Non tutto è però perduto, nemmeno nei momenti di peggior sbandamento. «Già il 9 settembre», sottolinea Dellavalle, «in una Roma abbandonata dal monarca, assume piena responsabilità il Cln, il Comitato di liberazione nazionale, in cui si riconoscono tutti i partiti antifascisti con una nuova classe dirigente, i cui ideali vennero poi trasfusi nelle istituzioni democratiche e nella Costituzione. Per questo nel dopoguerra possiamo considerarci, nello stesso tempo, sconfitti e vincitori. L'essere vincitori non va certamente collegato alle vicende belliche, ma nell’esser riusciti a superare un’esperienza tragica che poteva segnare la fine della nostra convivenza civile e della nostra sovranità nazionale».

«Dalla Resistenza», evidenzia Gariglio, «derivò anche un’idea di patria certamente diversa da quella del passato regime fascista. Un ideale alimentato dal riscatto dell’Italia del lavoro e della democrazia, valori poi trasposti poi nella Costituzione».

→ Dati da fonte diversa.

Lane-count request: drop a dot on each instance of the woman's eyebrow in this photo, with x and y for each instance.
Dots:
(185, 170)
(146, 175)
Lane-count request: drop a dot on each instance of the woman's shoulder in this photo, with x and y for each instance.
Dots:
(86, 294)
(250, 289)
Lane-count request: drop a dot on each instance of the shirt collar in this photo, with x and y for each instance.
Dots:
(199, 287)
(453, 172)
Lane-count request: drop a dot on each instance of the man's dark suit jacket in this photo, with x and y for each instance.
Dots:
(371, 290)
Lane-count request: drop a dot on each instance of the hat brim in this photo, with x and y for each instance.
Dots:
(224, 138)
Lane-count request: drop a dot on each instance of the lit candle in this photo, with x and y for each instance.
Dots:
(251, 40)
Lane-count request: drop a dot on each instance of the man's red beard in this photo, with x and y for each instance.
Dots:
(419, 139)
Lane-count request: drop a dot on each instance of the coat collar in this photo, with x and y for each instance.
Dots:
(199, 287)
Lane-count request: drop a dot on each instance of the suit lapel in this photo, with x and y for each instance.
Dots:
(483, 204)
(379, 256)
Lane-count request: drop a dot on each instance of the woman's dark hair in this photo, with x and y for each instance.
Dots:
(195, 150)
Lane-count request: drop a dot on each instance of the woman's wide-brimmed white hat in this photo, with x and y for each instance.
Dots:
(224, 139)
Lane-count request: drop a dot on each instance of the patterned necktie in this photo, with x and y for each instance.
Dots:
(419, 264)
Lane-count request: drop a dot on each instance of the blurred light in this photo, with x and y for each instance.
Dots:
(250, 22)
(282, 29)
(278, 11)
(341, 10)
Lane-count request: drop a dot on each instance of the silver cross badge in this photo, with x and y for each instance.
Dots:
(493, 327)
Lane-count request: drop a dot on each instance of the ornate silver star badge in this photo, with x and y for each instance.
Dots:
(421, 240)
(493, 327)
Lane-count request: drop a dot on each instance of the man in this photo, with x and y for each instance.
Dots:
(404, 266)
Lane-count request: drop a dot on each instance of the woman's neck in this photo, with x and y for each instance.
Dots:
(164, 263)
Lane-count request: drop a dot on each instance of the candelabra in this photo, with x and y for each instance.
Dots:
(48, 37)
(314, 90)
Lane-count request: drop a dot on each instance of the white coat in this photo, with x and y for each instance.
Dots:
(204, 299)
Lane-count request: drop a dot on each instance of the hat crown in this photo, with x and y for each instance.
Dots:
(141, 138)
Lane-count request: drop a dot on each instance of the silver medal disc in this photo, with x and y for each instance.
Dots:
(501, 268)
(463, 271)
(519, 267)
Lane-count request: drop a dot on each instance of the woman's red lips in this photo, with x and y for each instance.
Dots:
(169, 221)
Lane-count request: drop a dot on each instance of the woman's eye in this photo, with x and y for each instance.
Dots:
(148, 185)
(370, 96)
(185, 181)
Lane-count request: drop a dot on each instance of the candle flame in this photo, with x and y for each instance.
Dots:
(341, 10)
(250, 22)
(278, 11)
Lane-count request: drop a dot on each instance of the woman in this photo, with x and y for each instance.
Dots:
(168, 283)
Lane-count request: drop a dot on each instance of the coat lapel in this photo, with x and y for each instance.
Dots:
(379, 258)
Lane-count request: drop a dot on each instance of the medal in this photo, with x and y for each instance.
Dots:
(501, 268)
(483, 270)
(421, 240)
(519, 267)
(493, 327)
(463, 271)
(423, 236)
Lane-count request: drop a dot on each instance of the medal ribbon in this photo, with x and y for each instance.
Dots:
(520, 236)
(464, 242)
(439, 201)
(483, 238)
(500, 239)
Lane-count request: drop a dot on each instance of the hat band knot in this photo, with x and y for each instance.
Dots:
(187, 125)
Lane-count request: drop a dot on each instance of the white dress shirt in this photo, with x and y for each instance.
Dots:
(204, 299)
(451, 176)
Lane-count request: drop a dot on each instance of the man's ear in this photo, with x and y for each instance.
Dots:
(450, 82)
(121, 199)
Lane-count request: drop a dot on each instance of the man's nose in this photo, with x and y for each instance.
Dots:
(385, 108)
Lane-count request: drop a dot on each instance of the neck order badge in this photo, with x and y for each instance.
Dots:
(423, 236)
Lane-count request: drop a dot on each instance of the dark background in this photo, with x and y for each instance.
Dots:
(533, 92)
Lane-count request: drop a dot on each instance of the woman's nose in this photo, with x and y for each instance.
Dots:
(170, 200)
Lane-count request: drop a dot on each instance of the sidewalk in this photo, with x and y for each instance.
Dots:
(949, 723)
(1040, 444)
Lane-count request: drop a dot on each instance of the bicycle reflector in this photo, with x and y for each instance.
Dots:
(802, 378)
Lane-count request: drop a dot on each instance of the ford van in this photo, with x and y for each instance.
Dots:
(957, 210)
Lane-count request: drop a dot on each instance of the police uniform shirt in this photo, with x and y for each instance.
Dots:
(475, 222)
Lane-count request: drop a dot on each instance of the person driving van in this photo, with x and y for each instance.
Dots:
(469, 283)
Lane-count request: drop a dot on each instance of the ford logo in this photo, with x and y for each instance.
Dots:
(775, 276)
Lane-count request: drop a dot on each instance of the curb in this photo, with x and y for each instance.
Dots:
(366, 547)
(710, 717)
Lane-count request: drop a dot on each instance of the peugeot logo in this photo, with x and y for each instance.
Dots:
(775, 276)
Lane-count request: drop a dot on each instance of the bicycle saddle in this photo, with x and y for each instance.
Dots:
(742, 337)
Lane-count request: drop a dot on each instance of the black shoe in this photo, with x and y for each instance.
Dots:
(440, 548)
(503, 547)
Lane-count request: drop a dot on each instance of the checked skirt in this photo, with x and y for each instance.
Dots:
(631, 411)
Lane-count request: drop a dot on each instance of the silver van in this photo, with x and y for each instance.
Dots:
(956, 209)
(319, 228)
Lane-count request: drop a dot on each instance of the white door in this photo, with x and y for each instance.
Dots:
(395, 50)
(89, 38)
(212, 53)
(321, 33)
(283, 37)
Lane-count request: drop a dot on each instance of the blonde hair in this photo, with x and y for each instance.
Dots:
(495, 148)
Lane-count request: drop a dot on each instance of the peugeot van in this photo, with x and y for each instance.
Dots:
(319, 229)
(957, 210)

In questo senso può esser detto che la Resistenza fu davvero il compimento del Risorgimento, poiché la nuova Italia democratica che nacque dalla guerra di Liberazione permise l'inserimento nella vita politica di quei ceti operai e contadini che, sino ad allora, ne erano rimasti ai margini. Forse, se c'è stato un silenzio, potrebbe esser quello della borghesia. La classe che più si identificò col fascismo si trovò come spiazzata dalle vicende storiche e non riuscì a definire una sua chiara strategia, come mostrano il mancato decollo del Partito liberale e l'appoggio, sempre cauto e diffidente, concesso alla Democrazia cristiana. Quando oggi si invoca la nascita di una moderna destra conservatrice, capace di afflato europeo e di senso civico, forse si dovrebbe pensare anche ad una certa incapacità della nostra borghesia di essere vera classe dirigente. E chissà che molte delle convulsioni che l'Italia visse nel 1943, e in quel fatidico 8 settembre, non abbiano in questo la loro vera spiegazione.